Journey To The End Of The Earth
African Birdlife|September/October 2021
After being thrown from my bed for the third time, I decided to get up and find a vantage point to better enjoy the storm. As I walked down the swaying corridor and up the stairs with the gait of a drunken sailor, I began to reconsider my decision to go outside. It was a doubt quickly stubbed as I jumped through the heavy metal door leading outside moments before it smashed closed behind me with a deep roll of the ship.
Dr Tegan Carpenter-Kling
Journey To The End Of The Earth

There, between the ominous storm clouds and furious white horses racing across the Southern Ocean, glided a gigantic male Wandering Albatross. Without a single wing beat, he dipped in and out of the waves, navigating the angry storm with an unstudied calmness until he effortlessly overtook the ship and disappeared into the distance. The short encounter was surreal – the beautiful and graceful creature seemed out of place in such a turbulent environment, but of course this is the natural habitat of the albatross and so many other seabirds.

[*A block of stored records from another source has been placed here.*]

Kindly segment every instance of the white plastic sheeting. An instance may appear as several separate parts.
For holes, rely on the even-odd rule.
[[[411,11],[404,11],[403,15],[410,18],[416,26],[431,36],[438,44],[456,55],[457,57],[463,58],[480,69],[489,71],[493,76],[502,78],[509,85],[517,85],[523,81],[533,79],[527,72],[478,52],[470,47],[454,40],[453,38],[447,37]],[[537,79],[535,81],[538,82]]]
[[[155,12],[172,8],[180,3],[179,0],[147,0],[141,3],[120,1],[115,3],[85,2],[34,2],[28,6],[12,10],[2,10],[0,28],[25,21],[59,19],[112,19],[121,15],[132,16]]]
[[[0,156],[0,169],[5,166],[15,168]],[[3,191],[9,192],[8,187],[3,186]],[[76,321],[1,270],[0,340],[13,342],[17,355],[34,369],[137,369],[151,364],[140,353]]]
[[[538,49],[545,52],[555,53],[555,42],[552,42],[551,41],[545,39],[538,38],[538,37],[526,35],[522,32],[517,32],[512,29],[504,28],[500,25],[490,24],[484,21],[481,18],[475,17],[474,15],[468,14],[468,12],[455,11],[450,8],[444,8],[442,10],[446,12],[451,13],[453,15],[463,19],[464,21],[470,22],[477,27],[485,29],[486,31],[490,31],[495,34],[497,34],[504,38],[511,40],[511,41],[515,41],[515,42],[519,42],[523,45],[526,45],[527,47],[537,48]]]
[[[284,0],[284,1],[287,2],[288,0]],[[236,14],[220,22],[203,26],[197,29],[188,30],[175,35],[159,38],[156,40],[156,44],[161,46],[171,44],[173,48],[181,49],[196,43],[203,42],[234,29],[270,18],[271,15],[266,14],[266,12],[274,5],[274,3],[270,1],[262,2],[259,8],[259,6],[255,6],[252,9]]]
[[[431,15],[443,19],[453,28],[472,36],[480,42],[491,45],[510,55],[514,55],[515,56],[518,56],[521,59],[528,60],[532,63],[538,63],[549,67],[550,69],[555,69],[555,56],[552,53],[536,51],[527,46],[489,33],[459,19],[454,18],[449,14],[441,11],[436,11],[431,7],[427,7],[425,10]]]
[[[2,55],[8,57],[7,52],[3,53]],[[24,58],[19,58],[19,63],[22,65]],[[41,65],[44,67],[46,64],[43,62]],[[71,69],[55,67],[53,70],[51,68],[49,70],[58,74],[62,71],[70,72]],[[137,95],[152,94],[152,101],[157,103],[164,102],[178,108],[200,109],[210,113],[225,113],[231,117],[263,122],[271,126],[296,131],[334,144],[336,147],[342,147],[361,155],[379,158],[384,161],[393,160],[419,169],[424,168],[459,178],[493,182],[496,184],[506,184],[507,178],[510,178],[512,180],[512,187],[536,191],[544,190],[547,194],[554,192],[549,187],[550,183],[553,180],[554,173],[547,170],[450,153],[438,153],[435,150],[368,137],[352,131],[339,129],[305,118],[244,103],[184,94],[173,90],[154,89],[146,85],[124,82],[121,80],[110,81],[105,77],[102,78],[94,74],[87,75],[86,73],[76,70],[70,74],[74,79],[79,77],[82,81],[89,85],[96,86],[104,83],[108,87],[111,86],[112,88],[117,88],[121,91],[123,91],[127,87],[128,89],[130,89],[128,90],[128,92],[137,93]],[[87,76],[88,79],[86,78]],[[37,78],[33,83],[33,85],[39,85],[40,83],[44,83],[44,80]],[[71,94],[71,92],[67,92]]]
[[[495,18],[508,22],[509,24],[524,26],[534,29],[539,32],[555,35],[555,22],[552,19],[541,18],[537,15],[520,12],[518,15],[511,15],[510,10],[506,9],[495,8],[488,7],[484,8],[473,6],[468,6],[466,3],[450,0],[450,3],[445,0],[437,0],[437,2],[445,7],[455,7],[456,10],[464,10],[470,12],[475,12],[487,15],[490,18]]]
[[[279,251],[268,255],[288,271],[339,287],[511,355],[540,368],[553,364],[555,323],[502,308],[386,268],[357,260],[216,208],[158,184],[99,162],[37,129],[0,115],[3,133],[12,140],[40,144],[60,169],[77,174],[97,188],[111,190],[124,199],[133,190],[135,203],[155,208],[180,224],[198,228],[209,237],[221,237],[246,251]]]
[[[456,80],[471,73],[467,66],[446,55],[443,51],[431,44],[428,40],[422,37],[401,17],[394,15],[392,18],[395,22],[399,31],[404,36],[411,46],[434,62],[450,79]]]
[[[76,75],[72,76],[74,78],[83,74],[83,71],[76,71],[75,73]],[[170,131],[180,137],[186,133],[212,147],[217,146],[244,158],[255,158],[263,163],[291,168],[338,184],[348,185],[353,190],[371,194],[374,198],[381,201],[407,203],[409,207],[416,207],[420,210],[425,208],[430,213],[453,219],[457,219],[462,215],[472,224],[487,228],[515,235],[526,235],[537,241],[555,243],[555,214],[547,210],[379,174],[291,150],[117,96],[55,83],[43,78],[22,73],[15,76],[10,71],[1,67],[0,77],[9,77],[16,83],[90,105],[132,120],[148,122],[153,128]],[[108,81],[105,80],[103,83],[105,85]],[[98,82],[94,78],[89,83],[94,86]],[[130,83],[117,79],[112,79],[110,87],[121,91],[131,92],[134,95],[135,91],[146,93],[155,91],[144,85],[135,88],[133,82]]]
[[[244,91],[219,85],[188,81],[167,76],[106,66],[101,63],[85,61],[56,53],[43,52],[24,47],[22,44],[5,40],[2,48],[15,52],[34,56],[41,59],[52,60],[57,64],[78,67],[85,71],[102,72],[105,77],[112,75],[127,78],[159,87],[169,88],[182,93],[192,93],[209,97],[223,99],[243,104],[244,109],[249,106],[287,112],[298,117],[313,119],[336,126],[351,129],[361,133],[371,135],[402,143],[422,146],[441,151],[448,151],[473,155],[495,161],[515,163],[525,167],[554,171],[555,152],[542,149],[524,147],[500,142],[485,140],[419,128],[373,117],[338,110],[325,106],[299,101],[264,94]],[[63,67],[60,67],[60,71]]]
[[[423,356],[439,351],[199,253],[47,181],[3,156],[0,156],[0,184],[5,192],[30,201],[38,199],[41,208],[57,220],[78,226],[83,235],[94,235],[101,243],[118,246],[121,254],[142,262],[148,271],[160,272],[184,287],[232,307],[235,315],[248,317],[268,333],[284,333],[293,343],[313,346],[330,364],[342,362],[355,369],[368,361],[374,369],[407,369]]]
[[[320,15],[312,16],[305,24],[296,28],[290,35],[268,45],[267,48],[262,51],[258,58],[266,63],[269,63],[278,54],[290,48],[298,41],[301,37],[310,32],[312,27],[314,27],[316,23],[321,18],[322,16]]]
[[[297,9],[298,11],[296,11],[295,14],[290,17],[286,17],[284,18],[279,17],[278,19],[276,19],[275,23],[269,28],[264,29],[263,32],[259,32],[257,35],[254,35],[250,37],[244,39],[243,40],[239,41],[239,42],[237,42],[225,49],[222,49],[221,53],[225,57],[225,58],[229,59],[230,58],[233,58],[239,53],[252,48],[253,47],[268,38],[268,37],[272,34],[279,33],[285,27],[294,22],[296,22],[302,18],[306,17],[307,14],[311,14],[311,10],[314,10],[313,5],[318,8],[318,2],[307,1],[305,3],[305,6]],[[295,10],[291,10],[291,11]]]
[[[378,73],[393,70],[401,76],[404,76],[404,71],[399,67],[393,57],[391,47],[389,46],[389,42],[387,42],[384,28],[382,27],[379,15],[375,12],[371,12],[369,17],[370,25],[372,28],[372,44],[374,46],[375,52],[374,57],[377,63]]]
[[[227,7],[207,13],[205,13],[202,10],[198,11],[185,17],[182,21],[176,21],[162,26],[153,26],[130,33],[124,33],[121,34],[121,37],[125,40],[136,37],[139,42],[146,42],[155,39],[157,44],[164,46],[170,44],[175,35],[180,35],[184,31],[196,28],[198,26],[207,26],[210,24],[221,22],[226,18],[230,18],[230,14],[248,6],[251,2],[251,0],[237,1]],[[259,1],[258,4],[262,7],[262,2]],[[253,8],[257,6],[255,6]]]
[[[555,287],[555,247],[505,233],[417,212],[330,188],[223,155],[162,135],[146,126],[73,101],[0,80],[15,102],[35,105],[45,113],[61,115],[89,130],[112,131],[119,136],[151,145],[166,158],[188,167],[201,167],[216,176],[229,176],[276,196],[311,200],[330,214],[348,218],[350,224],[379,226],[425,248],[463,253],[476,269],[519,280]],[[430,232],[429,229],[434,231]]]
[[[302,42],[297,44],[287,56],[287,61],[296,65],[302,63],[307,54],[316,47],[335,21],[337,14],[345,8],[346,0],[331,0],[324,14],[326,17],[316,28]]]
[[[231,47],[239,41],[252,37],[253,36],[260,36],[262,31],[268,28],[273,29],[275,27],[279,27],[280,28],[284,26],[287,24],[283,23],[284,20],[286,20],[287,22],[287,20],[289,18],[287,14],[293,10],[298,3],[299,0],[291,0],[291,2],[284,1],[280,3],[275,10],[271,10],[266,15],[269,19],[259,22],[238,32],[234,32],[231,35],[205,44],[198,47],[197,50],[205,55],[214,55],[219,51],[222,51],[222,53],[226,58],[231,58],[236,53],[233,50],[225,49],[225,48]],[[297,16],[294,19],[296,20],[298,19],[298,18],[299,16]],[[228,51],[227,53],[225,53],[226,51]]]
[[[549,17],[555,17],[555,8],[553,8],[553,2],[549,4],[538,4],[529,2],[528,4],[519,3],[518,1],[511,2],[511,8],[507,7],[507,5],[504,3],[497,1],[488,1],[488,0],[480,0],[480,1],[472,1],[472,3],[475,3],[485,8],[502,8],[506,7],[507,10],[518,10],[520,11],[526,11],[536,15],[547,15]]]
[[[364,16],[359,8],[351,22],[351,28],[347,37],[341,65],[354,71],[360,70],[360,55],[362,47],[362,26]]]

On Christmas Day 2020, I set sail for Antarctica on the SA Agulhas II. I had been invited by the Department of Forestry, Fisheries and the Environment to participate in the voyage as a seabird biologist from BirdLife South Africa. I had been tasked with assisting Makhudu Masotla, a seabird scientist from the department, with the annual at-sea seabird ship-based observations and Emperor Penguin and Snow Petrel colony counts. Having dedicated much of my adult life to seabird research, I cannot explain the excitement I felt at visiting seabird colonies in the most pristine yet extreme environment in the world. Although constantly stoking my passion to contribute to seabird conservation and science, the human impacts on our nation’s seabird breeding colonies are evident and concerning. The footprint left behind from human activities is vast and ranges from starving African Penguins washing up on our coastline to albatross chicks being nibbled to death by house mice on Marion Island. A trip to Antarctica promised not only adventure, but a chance to see seabirds in an environment largely untouched by mankind.